LA COLONISATION DE L'OUEST

 
BARBARA
10 juin 1968. Cette entrevue est un projet pour la classe de Mme Johnson. M. Joe Krychuk nous parle de la colonisation de l'Ouest canadien.
M. Krychuk, vous avez vécu comme un vrai pionnier quand vous êtes arrivé au Canada avec votre famille?

JOE
Tu sais, tu peux m'appeler Joe! Oh moi j'étais pas vraiment un pionnier, mais mes parents oui! Ils étaient bien courageux. Imagine! Ils ont laissé leur maison et ils ont presque fait le tour de la terre avec tous leurs biens sans oublier mes trois soeurs et moi! On est arrivé à Québec en 1904 sur un bateau plein d'immigrants. Les douaniers parlaient tous le français et l'anglais et nous, que l'ukrainien! On se sentait plutôt perdus! Mais ça nous a pas empêchés d'obtenir le visa qui nous ouvrait les portes du Canada! Notre destination était Lloyminster en Saskatchewan.
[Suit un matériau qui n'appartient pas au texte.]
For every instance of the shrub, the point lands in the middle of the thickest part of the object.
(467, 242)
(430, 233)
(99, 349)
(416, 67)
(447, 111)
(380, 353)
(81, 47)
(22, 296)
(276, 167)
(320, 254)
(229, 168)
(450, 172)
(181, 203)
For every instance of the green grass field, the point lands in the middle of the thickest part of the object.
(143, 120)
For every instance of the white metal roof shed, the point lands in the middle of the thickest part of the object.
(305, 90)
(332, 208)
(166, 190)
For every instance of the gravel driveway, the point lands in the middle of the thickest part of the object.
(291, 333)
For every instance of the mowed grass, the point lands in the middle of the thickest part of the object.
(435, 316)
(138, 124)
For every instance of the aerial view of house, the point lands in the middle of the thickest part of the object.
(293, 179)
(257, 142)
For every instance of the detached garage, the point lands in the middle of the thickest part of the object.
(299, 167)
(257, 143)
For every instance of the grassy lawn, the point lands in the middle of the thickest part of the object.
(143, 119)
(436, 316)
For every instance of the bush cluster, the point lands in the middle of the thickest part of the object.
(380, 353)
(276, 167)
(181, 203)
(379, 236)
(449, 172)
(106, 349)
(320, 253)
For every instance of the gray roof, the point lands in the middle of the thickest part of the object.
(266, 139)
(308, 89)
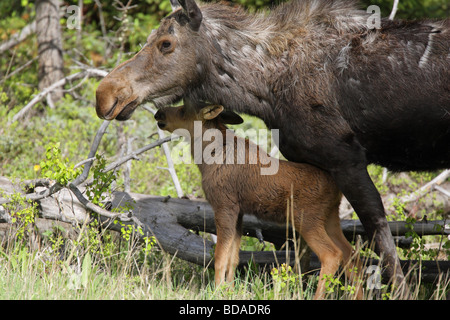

Je t'avoue qu'on avait pas la moindre idée où c'était par rapport à Québec et c'est par pure chance qu'on a pris la route vers l'Ouest, sans doute parce que tout le monde en faisait autant!

BARBARA
Comment était l'hiver des Prairies dans ce temps-là, M. Krychuk?

JOE
Appèle-moi donc Joe, petite, comme tout le monde.

BARBARA
D'accord monsieur.

JOE
Crois-moi si je te dis qu'on ne sait pas ce que c'est d'avoir froid tant qu'on a pas vécu dans une cabane en Saskatchewan pendant tout un hiver. J'en frissonne encore! On se blottissait les uns contre les autres et chacun tirait de son côté pour avoir le plus de couvertures. Comme j'étais le plus jeune, je me pelotonnais entre mes soeurs qui, potelées qu'elles étaient, Dieu merci, me tenaient un peu plus au chaud! Mais au matin, le froid était partout. La couverture craquait au moindre mouvement car vois-tu, elle était gelée!

BARBARA
Vous avez eu froid comme ça pendant beaucoup d'hivers?

JOE
Non, seulement pendant les premières années et même là, on ne se plaignait pas. Ce pays nous enchantait. Mes parents disaient qu'on avait trouvé la terre promise après un bien long voyage et que les blés s'étaient refermés sur nous pour nous empêcher de faire demi-tour! Ils blagaient comme de raison, mais chose certaine, jamais on aurait eu une belle propriété comme ça dans les vieux pays. On a construit une belle ferme avec une immense grange. Je peux encore voir les grands champs de blé onduler sous la caresse du vent. Quels beaux souvenirs de jeunesse!

BARBARA
Votre famille vivait toute seule? Vous aviez des voisins?

JOE
Disons qu'il fallait marcher longtemps pour leur rendre visite! Sérieusement, on était pas les seuls colons dans la région, loin de là. Des milliers de familles sont venues s'installer dans l'Ouest canadien. Nos voisins venaient de tous les pays d'Europe et même de plus loin encore. Je me souviens de la famille Bartov qui venait d'un village près de St Petersbourg en Russie, des Pyra dont la fille Yolanda la belle polonaise m'a fait pousser bien des soupirs, des Larsen venus de Suède. On parlait tous des langages différents et beaucoup ne savaient ni lire ni écrire mais ça nous empêchait pas de communiquer ni de travailler ensemble. C'est une leçon dont ta génération pourrait bien profiter.

BARBARA
Et les autochtones et les Métis, M. Krychuk?

JOE
Joe, appèle-moi Joe.

BARBARA
Excusez. Mme Johnson dit qu'ils n'étaient pas très contents d'avoir à vous donner leurs terres. Vous vous entendiez bien avec eux aussi?

JOE
Absolument! Notre ferme était à côté d'une immense réserve et un de mes meilleurs amis était un Métis. On s'entendait très bien malgré que c'est vrai que je n'avais pas de contact avec ses parents. C'est bien des années plus tard qu'il m'a expliqué pourquoi ses parents ne voulaient pas avoir affaire aux colons. Il disait que son peuple avait lutté pour se faire attribuer son territoire et qu'il avait même déclaré la guerre au gouvernement pour faire valoir ses droits. On doit souffrir de voir des étrangers s'emparer d'un territoire qu'on pense être à nous. Je lui ai dit que les immigrants et les Métis avaient quand même beaucoup en commun puisqu'on partageait le même amour pour cette terre. Je ne sais pas s'il m'a jamais vraiment compris.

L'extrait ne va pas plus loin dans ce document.